Further, while science is (and scientists are) also often very good at making correct predictions given an exhaustive set of facts, science is not (and scientists are not) at all good at making correct predictions when the facts are not in (and not all of them ever are, hence the occasional black swan). But if science cannot always make correct predictions, still less is
science any good at telling us about things like love and loving, or about fortitude and why, arguably, it is a virtue while cowardice isn’t. As for its contribution to any debate about what follows death (still of crucial importance for untold millions of people), it has nothing whatever to say. Its domain is strictly limited.

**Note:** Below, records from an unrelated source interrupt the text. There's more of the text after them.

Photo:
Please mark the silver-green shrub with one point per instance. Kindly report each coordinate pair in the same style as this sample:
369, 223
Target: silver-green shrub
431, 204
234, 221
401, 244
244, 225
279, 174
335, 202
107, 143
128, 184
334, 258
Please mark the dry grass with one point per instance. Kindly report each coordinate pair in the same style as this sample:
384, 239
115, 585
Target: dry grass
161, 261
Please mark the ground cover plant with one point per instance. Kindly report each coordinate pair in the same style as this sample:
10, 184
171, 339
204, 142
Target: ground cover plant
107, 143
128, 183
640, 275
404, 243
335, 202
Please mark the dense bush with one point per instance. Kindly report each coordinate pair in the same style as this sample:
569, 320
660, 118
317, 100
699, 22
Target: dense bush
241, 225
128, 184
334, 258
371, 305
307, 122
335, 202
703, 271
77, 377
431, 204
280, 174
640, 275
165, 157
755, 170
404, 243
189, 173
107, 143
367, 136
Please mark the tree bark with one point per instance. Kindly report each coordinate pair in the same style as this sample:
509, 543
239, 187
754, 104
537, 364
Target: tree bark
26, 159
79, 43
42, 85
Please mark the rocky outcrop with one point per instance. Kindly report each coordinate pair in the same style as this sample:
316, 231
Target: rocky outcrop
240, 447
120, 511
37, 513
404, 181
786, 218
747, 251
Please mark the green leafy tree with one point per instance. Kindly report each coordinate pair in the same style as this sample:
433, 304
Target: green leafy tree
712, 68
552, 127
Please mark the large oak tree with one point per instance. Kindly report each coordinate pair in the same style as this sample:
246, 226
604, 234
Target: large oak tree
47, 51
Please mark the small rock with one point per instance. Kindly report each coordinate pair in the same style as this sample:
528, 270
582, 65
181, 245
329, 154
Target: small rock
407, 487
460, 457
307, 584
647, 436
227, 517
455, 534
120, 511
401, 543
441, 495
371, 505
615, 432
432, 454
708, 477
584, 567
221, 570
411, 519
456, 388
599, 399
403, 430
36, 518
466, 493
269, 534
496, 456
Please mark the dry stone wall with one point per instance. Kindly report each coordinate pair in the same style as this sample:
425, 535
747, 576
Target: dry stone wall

Unsurprisingly, this fact is not readily acknowledged. Many of those who earn their living as scientists prefer not to be reminded of it and very much enjoy their status as oracles and as arbiters of behaviour – quite as much, we may imagine, as did the Inquisitors and other enforcers of Church doctrine of old. One of the reasons it will be so difficult for governments to admit that lockdown was an epic mistake, almost certainly the greatest moral catastrophe (imprudent, wanting courage, unjust, intemperate) since the First World War, is that they are no less in thrall to the scientific establishment than mediaeval European monarchies were in thrall to the Church. Indeed, it is scientists who comprise this idol’s priesthood and to whom society defers without question. And while it is true that many have understood its priesthood to be as faction-riven as any other, few doubt the universal applicability of the empiricism on
which science, its belief system, rests. Fewer still notice that this privileging of the empirical method is to a large extent responsible for the pessimism of contemporary culture.

Of course, most would assert that scientific endeavour is a thoroughly optimistic enterprise. There is, they would argue, no practical problem which, given enough research funding, could not, in principle, be solved. With a lot of work, a lot of money and a bit of luck, it won’t be long before we have an effective vaccine against the COVID-19 virus – unless, of
course, it comes from Russia, in which case we will be told to refuse it – and the disease is ‘defeated’. Yet it is not just the practical problems we need to solve but the moral and existential problems posed by questions like ‘how can I be happy?’ and ‘what are human beings for?’.

Herein lies both the cause of our pessimism and the reason why no one dares ask why it matters that Covid kills. We look to science to solve all our problems and, because science cannot make sense of such questions, we conclude there is no sense in them, that they are meaningless. And meaninglessness scares us. Rightly so.